First Andalucia wind factories

The hard work of three of Andalucia's municipal authorities to attract the wind industry to their relatively poor doorstep has paid off -- the region is to get its first nacelle assembly facility and its first blade factory. The facilities, representing an investment of EUR 30 million, will produce German Vensys 1.2 MW and 1.5 MW turbines under license and operate under the commercial name Eozen, in which the municipalities share a 6% stake. Production is scheduled to kick off before the end of the year.

The factories will be built on the windswept plateau of Marquesado de Zenete in the province of Granada. The aim is to generate "jobs and wealth" in an area suffering 25% unemployment, says Pedro Jimenez, mayor of Huéneja, one of the three municipalities. Eozen's major shareholder is private renewables investor and developer Energías del Zenete, which owns 51%, with 43% held by semi-public savings bank Caja Granada.

The factories are going up in Ferreira, but taxes and profits will be shared equally with both Huéneja and Dólar, in accordance with a 2001 agreement signed between the three. At that time, the area was already inundated with wind prospectors. "We were determined to maximise the economic impact of development locally," says Jimenez. "Lease agreements and levies alone would never stop us being poor." So the municipalities secured an agreement with Energías del Zenete to link development with industrial investment.

Project rights have subsequently been sold to utility Iberdrola, with building licenses granted to four projects totalling 98 MW. Eozen confirms that it will supply "a part" of the 98 MW, without specifying how much. It is yet to reveal if it has further orders. But Jimenez is confident. Starting with 70 staff, he expects the company to ramp up to 200. With Andalucia planning to install 3500 MW of new capacity during 2006-2010, Eozen aims to supply as much of that as possible, he says.
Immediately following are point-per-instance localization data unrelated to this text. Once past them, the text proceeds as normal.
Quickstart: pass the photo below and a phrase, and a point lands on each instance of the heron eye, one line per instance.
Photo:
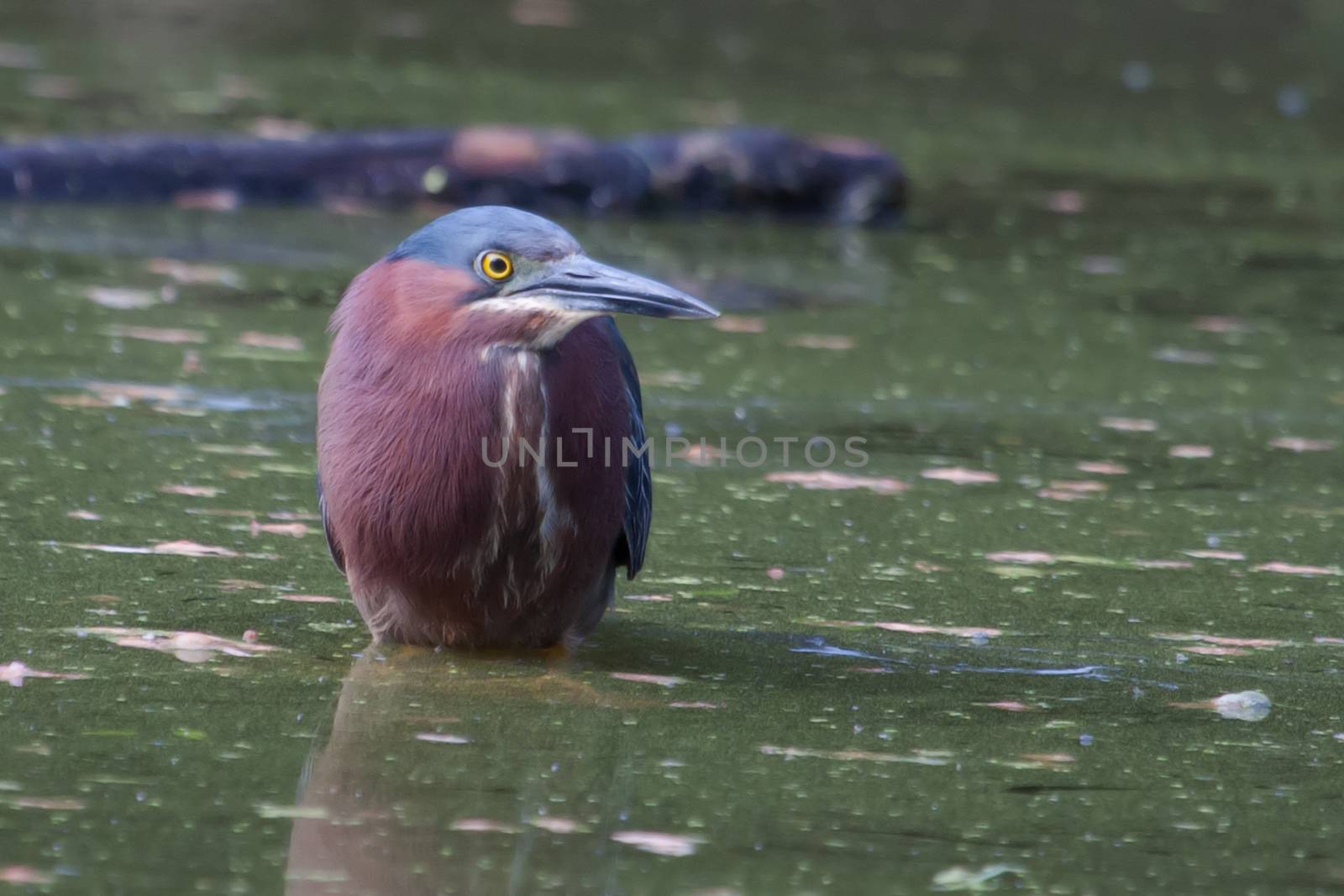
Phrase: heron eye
(496, 266)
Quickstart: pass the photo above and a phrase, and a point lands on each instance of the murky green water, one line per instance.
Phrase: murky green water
(1120, 301)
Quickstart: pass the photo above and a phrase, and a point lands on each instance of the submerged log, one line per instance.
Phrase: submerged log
(737, 170)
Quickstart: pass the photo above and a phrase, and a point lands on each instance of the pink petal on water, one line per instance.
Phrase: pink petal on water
(823, 342)
(1175, 355)
(960, 474)
(486, 826)
(701, 454)
(1292, 569)
(1297, 443)
(830, 481)
(291, 129)
(49, 804)
(434, 738)
(221, 199)
(1129, 423)
(1211, 651)
(737, 324)
(659, 844)
(1021, 557)
(13, 673)
(1066, 202)
(24, 875)
(667, 681)
(159, 335)
(188, 647)
(185, 548)
(557, 825)
(192, 490)
(1082, 486)
(121, 298)
(1215, 555)
(549, 13)
(1221, 640)
(1048, 758)
(1220, 324)
(1101, 468)
(272, 342)
(239, 450)
(964, 631)
(293, 530)
(1102, 265)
Eozen marks Vensys' fourth strike at licensed manufacture of its direct-drive, synchronous generator turbine. The technology is also being produced at a facility in the Czech Republic and Chinese wind turbine company Goldwind is building a Vensys facility in China. Only a handful of the machines have been installed so far, including a single unit in Canada (Windpower Monthly, February 2006).